DEFINING ANTIMICROBIAL EXPOSURE

Antimicrobial exposure data are generally available from medication administration records or pharmacy databases such that ascertainment bias is minimal. However, as there is no standardized approach for the selection of antimicrobial exposure thresholds or durations, these measures vary considerably among studies. The most common method dichotomizes exposure at a specific threshold over a time period, such as any versus no antimicrobial use during the prior 30 days (3,6,7,9,10,12,13). Another common approach expresses exposure as the cumulative number of days patients are on antimicrobials. To account for variable observation periods, this measure is often standardized to days of therapy per 1,000 patient-days (i.e., days of therapy is divided by the total number of days the patient is followed in the study, multiplied by 1,000) (19). In using this approach, regardless of standardization for follow-up time, a decision must be made whether to count multiple antimicrobial agents used in a single day as either 1 or more days of therapy. For example, if 2 agents are taken on a single day, this could either be counted as 1 or 2 days of therapy. Sensitivity analyses may be helpful in understanding the relationship between exposure and acquisition, for example to determine if there is a threshold effect or a linear relationship. Ultimately, the operationalization should seek to retain as much of the detailed exposure information collected as possible.

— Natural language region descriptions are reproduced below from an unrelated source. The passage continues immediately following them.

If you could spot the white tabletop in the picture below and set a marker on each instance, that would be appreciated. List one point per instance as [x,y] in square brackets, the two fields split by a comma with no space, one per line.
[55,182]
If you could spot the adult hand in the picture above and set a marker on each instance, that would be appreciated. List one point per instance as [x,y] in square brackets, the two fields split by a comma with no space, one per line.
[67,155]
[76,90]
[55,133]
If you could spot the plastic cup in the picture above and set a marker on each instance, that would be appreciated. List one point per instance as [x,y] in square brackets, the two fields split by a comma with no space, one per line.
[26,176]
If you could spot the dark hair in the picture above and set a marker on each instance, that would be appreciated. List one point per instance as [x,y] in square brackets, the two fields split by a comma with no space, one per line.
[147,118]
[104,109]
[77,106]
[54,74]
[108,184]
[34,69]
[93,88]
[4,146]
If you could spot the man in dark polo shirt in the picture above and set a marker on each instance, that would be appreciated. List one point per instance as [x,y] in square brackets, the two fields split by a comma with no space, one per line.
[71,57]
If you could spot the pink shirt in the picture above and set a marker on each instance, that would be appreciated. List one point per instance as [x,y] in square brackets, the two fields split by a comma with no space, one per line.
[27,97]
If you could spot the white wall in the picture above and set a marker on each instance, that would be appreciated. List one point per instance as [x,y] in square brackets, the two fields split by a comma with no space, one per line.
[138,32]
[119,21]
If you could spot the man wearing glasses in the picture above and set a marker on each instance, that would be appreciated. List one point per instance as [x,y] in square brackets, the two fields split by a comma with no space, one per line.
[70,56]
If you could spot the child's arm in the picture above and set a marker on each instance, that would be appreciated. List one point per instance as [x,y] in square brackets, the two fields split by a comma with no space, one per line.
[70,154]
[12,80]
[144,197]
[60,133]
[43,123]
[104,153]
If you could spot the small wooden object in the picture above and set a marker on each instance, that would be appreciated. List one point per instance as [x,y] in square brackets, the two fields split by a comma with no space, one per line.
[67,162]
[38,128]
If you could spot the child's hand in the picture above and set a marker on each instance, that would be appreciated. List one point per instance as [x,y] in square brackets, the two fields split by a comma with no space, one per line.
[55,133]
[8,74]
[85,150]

In SPREAD antimicrobial exposure was considered as a time-varying variable to preserve information about antimicrobial exposure relative to acquisition status. While antimicrobial exposure was available for the 30 days prior to enrollment (baseline), we considered only antimicrobial exposure data captured as part of the infection modules collected monthly beginning with baseline. Antimicrobial exposure was calculated cumulatively from baseline until the specific date of the quarterly swabs for a particular interval. For example for the 3-month quarterly assessment, all exposure was calculated between baseline and the 3-month assessment date, while for the 6-month quarterly assessment, all exposure was calculated between baseline and the 6-month assessment date. This exposure variable was measured as days of therapy/1,000 resident-days and its distribution was highly skewed with a large proportion of residents having no exposure. Therefore, we examined the variable in two different formats: (1) any antimicrobials (≥1 day) and (2) log-transformed days of therapy/1,000 resident-days + 1, allowing for residents with no exposure to be included. If multiple antimicrobial therapies were taken on a particular day, this was counted as only a single day of therapy. In separate models, exposure was examined for all antimicrobials and also for specific classes prescribed for more than 10% of episodes, which included quinolones, third/fourth-generation cephalosporins, penicillins, and first-generation cephalosporins. Additionally, sensitivity analyses of exposure prior to acquisition were conducted that explored varying lengths of the exposure window. As the results of the sensitivity analyses were consistent, we included all days of exposure prior to acquisition captured during the study.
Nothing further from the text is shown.